Free Site Registration

FINRA Body Dismisses Charges Against Former Knight Executives

March 4, 2010
Tom Steinert-Threlkeld

 An appeals body belonging to the Financial Industry Regulatory Authority (FINRA) Thursday dismissed charges that Kenneth Pasternak, co-founder of Knight Trading Group and former CEO of Knight Securities, L.P., and John Leighton, former head of the its Institutional Sales Desk, failed to properly supervise sales to institutional customers that allegedly were fraudulent.

The National Adjudicatory Council (NAC) of FINRA reversed an earlier FINRA Hearing Panel decision that found that Pasternak and Leighton had violated FINRA's supervision rule in their roles as supervisors of Knight Securities' leading institutional sales trader.

The Hearing Panel's decision fined each respondent $100,000. Leighton was barred from all supervisory capacities. Paternak was suspended for two years from all supervisory work.

The NAC’s ruling vacates those sanctions.
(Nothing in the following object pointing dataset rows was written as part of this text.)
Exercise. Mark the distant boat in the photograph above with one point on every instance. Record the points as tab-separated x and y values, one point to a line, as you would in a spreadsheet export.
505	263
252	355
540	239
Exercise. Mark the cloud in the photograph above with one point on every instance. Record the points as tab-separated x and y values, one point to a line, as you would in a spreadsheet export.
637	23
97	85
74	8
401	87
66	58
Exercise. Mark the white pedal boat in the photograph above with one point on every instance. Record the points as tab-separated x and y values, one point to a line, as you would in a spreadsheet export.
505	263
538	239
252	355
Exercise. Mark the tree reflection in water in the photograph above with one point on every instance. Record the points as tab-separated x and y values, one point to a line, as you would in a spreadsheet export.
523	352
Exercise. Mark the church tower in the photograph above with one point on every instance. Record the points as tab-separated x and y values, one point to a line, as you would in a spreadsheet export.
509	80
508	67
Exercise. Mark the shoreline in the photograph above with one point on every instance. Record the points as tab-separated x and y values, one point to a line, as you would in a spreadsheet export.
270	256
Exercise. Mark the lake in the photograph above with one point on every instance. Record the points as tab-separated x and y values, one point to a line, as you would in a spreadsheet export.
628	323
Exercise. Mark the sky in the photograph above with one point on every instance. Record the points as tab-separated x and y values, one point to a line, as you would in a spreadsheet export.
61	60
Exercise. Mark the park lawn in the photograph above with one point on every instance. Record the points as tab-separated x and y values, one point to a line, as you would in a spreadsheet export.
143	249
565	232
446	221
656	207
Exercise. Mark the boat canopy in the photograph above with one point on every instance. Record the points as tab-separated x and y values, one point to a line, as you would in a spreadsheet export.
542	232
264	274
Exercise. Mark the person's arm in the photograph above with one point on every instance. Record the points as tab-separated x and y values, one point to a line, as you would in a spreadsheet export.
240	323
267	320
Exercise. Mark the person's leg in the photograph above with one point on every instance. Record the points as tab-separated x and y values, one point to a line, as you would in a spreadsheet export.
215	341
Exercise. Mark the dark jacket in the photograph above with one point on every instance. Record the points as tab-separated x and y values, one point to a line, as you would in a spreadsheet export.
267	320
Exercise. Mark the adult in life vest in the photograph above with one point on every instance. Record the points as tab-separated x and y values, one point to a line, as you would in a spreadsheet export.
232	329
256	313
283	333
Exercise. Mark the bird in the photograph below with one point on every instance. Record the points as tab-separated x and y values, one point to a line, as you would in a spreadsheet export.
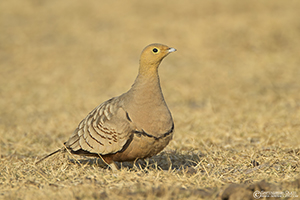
135	125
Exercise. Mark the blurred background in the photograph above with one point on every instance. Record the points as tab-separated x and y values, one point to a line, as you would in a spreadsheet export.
234	80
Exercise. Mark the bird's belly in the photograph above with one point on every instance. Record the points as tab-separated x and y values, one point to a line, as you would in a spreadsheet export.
142	147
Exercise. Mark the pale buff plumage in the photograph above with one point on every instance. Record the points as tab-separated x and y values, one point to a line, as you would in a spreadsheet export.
136	124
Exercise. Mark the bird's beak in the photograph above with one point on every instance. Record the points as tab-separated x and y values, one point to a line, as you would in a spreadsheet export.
171	50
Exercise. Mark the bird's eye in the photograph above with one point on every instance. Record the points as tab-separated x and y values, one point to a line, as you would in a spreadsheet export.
155	50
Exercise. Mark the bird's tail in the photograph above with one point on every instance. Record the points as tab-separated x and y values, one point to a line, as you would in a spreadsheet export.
51	154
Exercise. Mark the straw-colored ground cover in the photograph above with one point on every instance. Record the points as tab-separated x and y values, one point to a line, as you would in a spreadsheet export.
233	88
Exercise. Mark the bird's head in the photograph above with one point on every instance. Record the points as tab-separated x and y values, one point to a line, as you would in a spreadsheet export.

In 2008, a federal judge ruled that the U.S. Securities and Exchange Commission failed to prove its fraud case against Pasternak and Leighton, as well.
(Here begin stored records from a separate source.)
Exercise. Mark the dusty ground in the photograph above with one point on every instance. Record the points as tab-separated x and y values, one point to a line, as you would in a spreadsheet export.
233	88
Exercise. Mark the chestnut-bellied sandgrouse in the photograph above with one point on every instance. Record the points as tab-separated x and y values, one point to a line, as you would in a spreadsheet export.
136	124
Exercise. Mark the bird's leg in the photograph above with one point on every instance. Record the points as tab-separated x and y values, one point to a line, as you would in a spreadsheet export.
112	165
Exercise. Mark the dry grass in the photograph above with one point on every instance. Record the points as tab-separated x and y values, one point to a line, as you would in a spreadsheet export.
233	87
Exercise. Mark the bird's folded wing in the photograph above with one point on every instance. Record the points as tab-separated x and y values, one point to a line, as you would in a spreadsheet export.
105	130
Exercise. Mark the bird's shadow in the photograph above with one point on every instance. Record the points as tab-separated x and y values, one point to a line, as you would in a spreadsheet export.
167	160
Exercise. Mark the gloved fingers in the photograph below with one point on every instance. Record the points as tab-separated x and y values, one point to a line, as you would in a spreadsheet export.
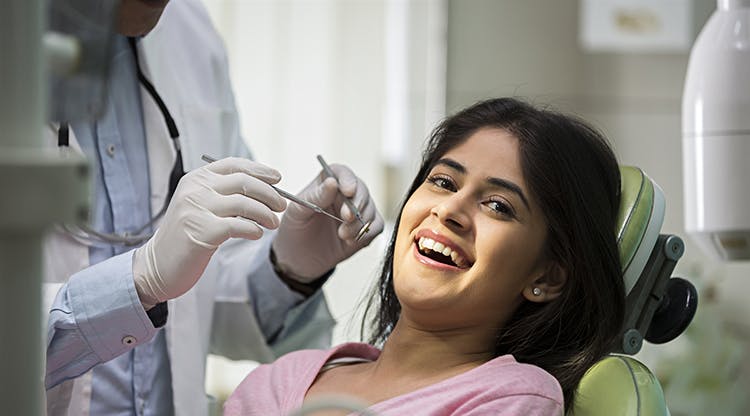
349	230
251	187
236	205
231	165
360	199
322	194
239	227
348	181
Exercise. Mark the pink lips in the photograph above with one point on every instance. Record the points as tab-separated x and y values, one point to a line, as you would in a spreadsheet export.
440	239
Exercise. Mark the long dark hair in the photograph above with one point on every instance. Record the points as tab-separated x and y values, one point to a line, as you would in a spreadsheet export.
573	173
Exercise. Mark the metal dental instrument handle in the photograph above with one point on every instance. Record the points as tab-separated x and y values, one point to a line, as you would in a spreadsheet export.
290	196
365	225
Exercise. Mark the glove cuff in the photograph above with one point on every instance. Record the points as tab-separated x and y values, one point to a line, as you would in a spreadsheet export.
293	282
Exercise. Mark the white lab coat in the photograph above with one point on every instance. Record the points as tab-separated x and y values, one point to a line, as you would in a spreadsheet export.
185	59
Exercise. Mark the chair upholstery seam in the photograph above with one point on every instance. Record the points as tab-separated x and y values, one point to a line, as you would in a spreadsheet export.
635	385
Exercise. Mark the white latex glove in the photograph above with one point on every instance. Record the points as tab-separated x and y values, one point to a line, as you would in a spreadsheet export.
308	244
227	198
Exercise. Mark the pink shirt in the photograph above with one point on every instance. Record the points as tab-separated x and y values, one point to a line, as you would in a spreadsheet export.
501	386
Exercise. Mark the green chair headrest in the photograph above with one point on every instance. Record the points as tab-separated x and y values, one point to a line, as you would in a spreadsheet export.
638	222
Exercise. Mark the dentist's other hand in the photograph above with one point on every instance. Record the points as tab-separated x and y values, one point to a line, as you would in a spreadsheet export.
309	244
228	198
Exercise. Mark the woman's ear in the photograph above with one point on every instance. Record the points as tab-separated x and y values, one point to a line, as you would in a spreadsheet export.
548	286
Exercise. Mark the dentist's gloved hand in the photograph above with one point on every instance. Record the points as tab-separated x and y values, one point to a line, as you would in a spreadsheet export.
308	244
228	198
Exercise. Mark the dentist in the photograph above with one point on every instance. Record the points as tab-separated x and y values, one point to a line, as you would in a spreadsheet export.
158	281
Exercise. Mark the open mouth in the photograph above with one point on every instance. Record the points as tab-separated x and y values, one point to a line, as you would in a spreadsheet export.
441	253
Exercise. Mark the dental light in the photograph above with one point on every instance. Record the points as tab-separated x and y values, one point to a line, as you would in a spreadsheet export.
716	134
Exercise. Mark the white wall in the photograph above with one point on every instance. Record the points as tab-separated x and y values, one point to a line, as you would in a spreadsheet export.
530	48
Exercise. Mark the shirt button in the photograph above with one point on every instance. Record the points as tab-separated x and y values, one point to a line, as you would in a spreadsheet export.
111	150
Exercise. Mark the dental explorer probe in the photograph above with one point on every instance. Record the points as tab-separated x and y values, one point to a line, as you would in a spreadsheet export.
289	196
365	225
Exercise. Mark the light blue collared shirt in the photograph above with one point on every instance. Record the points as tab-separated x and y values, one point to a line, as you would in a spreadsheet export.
131	375
137	382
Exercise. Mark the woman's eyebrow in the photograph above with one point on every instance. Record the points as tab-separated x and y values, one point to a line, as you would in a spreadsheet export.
496	182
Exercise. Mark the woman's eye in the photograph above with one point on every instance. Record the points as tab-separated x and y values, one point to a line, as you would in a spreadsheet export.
442	182
500	207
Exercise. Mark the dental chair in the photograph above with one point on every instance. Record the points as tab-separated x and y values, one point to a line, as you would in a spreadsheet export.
658	307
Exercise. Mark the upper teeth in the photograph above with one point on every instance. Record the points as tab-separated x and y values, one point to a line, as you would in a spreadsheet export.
425	243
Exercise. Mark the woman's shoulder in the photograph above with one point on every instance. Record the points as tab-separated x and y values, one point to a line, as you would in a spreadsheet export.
279	387
510	377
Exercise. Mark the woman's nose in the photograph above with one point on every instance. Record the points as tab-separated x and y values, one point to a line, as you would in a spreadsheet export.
453	211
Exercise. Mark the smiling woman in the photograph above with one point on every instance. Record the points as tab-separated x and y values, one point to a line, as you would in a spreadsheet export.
500	287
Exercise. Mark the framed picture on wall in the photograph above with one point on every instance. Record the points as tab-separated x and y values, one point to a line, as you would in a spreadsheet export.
636	25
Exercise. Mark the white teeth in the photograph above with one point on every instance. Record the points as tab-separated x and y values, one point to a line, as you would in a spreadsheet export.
425	244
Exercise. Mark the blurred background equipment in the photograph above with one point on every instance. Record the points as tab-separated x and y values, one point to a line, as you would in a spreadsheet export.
41	185
716	134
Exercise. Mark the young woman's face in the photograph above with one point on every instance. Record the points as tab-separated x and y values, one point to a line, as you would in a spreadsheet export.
476	209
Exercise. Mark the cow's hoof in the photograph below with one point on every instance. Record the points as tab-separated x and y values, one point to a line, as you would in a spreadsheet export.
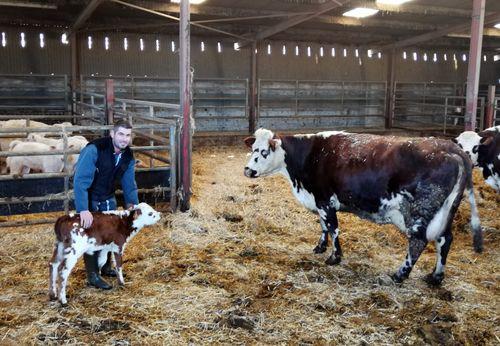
319	249
434	280
398	278
332	260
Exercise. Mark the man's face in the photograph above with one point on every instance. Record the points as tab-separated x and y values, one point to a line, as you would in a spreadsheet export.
121	137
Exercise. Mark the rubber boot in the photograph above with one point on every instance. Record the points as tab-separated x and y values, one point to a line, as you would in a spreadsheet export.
106	269
93	277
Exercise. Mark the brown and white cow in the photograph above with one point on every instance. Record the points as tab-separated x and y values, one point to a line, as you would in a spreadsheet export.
415	184
110	232
484	151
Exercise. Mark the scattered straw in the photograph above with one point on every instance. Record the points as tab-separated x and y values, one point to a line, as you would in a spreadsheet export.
238	268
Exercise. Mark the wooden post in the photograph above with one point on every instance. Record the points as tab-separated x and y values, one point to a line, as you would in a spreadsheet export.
185	105
252	120
490	108
476	42
110	101
389	106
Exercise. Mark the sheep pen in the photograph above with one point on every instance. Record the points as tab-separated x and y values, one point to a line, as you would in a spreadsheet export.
238	268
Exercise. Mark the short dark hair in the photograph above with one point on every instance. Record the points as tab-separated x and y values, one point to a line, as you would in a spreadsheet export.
122	123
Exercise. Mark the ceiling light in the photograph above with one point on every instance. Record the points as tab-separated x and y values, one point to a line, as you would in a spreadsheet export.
194	2
391	2
360	12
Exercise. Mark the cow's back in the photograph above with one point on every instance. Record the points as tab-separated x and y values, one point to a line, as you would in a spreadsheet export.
362	169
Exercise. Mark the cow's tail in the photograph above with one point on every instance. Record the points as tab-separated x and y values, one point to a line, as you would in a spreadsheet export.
477	232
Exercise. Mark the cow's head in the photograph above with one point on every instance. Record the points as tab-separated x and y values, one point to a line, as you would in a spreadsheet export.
144	215
268	157
469	141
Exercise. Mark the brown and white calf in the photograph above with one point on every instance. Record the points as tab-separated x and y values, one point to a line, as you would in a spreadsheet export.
110	232
415	184
484	151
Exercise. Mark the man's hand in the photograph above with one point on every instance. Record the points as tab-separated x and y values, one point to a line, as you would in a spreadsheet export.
86	218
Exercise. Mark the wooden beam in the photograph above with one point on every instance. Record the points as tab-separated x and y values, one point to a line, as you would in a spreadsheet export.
85	14
28	4
492	18
323	8
410	8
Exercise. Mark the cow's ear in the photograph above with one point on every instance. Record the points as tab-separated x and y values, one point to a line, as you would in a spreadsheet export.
249	141
274	143
486	140
135	213
486	133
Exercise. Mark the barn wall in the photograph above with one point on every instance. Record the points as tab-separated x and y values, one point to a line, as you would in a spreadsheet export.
55	58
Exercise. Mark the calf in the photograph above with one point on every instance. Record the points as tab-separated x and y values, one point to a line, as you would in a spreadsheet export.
415	184
484	151
110	231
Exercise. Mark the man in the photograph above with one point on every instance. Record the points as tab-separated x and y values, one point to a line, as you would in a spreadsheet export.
101	163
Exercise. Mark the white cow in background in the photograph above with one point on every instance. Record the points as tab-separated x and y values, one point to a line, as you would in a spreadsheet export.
19	165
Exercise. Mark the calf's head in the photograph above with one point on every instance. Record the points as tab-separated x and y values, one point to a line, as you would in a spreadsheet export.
145	215
267	157
469	142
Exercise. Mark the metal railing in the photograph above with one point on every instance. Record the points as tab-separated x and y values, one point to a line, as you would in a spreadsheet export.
321	102
34	94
The NAC concluded that FINRA failed to satisfy its burden of proof concerning allegations set forth in a March 4, 2005, complaint.

In that complaint, the industry’s self-regulating body alleged that Pasternak and Leighton did not take reasonable steps to ensure that Knight Securities' leading institutional sales trader adhered to "industry standards" when executing orders for institutional customers.

The NAC found that FINRA staff did not establish that the sales trader contravened any market or regulatory standards when providing execution services to institutional customers.

The NAC said evidence did not support the allegation that Pasternak and Leighton failed to reasonably supervise reasonably the sales trader's practices.